同時に、別方向を探索していたのは伝助だ。
その動きは、まるで野の獣のよう。
木々の枝を跳ね、高速で移動しているのは忍の技を使っているからこそであった。
この2人の仕事こそが、今回の依頼で一番肝要であった。
それが、ゴブリンとグレイベアを両者ぶつけ合うこと。
そして今回、この作戦の選び方は正しい選択であったと言うべきであろう。
一つは、トロルを最初の排除目標としたこと。
その戦闘力の高さもその理由足りえるが、なによりトロルは1体だけであり、また感覚器官が優れていない。

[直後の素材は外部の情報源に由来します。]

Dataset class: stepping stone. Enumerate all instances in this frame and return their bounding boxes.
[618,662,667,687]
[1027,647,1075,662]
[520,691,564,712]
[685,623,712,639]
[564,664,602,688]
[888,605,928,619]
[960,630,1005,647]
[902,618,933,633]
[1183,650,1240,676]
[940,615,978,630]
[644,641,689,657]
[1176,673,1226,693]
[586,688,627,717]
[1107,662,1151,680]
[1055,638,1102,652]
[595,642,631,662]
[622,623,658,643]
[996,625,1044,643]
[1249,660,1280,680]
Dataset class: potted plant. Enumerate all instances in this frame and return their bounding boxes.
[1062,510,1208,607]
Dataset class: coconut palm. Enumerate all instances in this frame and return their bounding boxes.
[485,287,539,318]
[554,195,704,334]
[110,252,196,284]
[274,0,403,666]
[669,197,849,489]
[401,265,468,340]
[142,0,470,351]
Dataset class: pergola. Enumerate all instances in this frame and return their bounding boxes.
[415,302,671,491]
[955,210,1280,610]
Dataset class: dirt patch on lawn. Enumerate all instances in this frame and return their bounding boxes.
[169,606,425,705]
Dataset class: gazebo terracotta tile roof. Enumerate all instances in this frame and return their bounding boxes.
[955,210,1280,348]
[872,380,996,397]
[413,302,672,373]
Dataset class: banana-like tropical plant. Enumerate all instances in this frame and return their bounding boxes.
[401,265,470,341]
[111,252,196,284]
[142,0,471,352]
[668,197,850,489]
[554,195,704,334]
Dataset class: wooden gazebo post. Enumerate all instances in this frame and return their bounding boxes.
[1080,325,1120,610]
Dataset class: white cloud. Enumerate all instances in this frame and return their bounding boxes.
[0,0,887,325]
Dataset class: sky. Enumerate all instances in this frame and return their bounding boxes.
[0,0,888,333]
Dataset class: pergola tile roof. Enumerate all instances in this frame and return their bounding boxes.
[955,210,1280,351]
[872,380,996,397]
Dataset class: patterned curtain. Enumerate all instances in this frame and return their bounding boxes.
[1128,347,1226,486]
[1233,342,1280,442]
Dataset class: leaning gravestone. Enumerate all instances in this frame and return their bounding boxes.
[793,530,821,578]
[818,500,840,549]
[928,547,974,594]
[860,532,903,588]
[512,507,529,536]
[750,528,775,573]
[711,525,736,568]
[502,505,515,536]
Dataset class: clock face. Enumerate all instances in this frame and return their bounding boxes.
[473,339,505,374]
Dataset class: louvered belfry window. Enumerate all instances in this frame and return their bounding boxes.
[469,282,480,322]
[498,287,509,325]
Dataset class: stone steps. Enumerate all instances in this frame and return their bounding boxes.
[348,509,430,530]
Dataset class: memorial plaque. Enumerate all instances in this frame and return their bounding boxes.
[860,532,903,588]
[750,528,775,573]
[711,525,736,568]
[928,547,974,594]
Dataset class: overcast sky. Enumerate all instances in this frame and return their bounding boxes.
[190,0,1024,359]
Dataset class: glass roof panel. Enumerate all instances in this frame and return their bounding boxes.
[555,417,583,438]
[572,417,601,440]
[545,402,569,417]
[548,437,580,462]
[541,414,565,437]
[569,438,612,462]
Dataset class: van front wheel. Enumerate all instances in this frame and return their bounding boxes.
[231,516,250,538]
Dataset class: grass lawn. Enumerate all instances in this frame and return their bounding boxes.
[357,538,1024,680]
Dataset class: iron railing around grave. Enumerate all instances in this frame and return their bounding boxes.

野生動物としての習性や、それなりの知性を持つゴブリンと違って、単純決戦を仕向けるにはとてもよい相手であろう。
こうしてゼファーは、グレイベアを追い、伝助はゴブリン戦士たちを追っていたのだが。
ヴィクトルやメアリのアドバイスに従えば、これらのモンスターをこっそりと捕捉するのは容易いことであった。
さて、一度捕らえてしまえば後は作戦の通り、この両者をぶつけてしまえば良いのである。
ゼファーは、小石を投げつけたりして、グレイベアを挑発し、伝助も同じように声真似などで、注意を引いて。
こうして両者は、見晴らしの良い森の一角で、鉢合わせられたのである。
逃げ場の無い場所で、両者がぶつかってしまえば、後はただ戦いが始まるのみ。
地の利を生かして立ち回るゴブリンたちと、パワーで押すグレイベア。
そんな戦いが始まった一方で、冒険者たちは次の行動を開始していた。
●巨人決戦
トロルは、物音で眼を覚ました、
動物のほえる声と、きいきいと五月蝿い小鬼の声。
それがにぶめの耳に聞こえたということは大分近くだということで。
とりあえずえさだとのっそり起き上がったトロルの前に、今まで見たことのないものがあった。
自分より2回りは小さいその影は、完全装備の鎧姿だった。
今まで、どっしりと構えていたカイザード・フォーリア(ea3693)である。
なんと彼は、身一つで、巨大なトロルの前に立ちふさがったのである。
咆哮をあげて威嚇するトロル。
普通の敵ならこれだけで、尻尾を巻いて逃げ出すのだが。
「‥‥ふむ、オーラは習得も大変だし、重装甲も効率に問題があるのだが‥‥」
と呟きながら、かぶとの面頬をがしゃりとおろし、その隙間から見えるのは左右で色の違う瞳のみ。
そして、がしゃりと剣と盾を構え。
「お前のような力押しの敵相手ならば、有効だろうな。ここは通さぬ」
オーラの輝きを帯びつつ、放たれるプレッシャーに、トロルは生まれて初めて恐怖を感じたのであった。
開始の一撃。トロルは何処で仕入れたのか、巨大な棍棒を振るうが、それは難なくカイザードの盾に阻まれ。
「‥‥むう、しかしトロルが小さく見えて仕方ないな」
それもそのはず、物陰からスクロールを使おうとしているゼファーは、最近開拓の地で、はるかに巨大な敵を相手にしてきた経験もあり、恐れるそぶりも見せずにシャドウバインディングのスクロールを行使し。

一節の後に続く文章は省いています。